We acknowledge that current preclinical model systems, including patient-derived organoid platforms, tumor-immune co-culture methodologies, and humanized xenograft models, will facilitate mechanistic elucidation of β-AR signaling dynamics and therapeutic mechanisms in CRC. Integration of these model systems with systems biology approaches and longitudinal multi-omics profiling will enhance mechanistic resolution and accelerate identification of novel predictive biomarkers and rational combination therapy targets. Emerging pharmacologic strategies employing third-generation β-blockers, characterized by vasodilatory properties and biased agonist/antagonist signaling profiles, represent promising therapeutic avenues due to their potential to enhance anti-tumor efficacy while attenuating cardiovascular toxicity. Furthermore, rational combinatorial approaches integrating β-AR antagonists with conventional chemotherapeutics, molecularly targeted agents, and immune checkpoint inhibitors constitute a promising strategy to overcome treatment resistance and augment anti-tumor immune surveillance.

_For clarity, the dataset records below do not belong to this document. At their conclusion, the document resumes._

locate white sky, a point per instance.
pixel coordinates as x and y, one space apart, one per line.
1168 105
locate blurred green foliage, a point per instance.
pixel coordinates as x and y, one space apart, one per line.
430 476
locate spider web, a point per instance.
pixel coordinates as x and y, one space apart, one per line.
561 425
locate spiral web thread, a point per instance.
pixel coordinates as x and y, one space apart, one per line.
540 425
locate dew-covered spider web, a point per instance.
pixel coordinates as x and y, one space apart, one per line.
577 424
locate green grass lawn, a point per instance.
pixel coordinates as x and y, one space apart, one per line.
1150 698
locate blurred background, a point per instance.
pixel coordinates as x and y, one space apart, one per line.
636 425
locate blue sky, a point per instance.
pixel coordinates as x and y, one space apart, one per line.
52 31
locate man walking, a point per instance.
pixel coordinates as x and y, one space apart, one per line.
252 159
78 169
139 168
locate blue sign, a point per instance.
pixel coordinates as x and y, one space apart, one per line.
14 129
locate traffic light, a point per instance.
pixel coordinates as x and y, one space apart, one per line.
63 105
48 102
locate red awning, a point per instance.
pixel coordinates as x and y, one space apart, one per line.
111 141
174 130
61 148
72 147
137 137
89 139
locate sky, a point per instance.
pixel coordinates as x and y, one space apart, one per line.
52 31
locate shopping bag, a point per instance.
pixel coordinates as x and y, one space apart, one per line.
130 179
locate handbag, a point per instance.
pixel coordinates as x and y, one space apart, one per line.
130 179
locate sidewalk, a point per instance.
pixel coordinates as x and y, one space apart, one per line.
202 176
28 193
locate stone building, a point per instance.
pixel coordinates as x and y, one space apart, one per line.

Successful clinical translation of β-AR-targeted therapeutics in CRC requires multidisciplinary integration encompassing molecular oncology, pharmacodynamic modeling, tumor immunology, and clinical trial methodology to decipher the complex systemic and tumor-intrinsic interactions mediating β-AR signaling. Comprehensive characterization of sympathetic nervous system engagement and neurobiological crosstalk with tumor biology will inform rational therapeutic design. Integration of real-world evidence and dynamic biomarker kinetics will further refine treatment algorithms and patient selection criteria.
In closing, we argue that the clinical realization of β-AR blockade as a therapeutic modality in CRC management requires methodologically rigorous, mechanistically informed translational studies addressing receptor subtype specificity, tumor heterogeneity, and safety profiles. Through such an integrated approach, β-AR-targeted interventions may evolve into precision therapeutics capable of improving both survival outcomes and quality of life in colorectal cancer patients.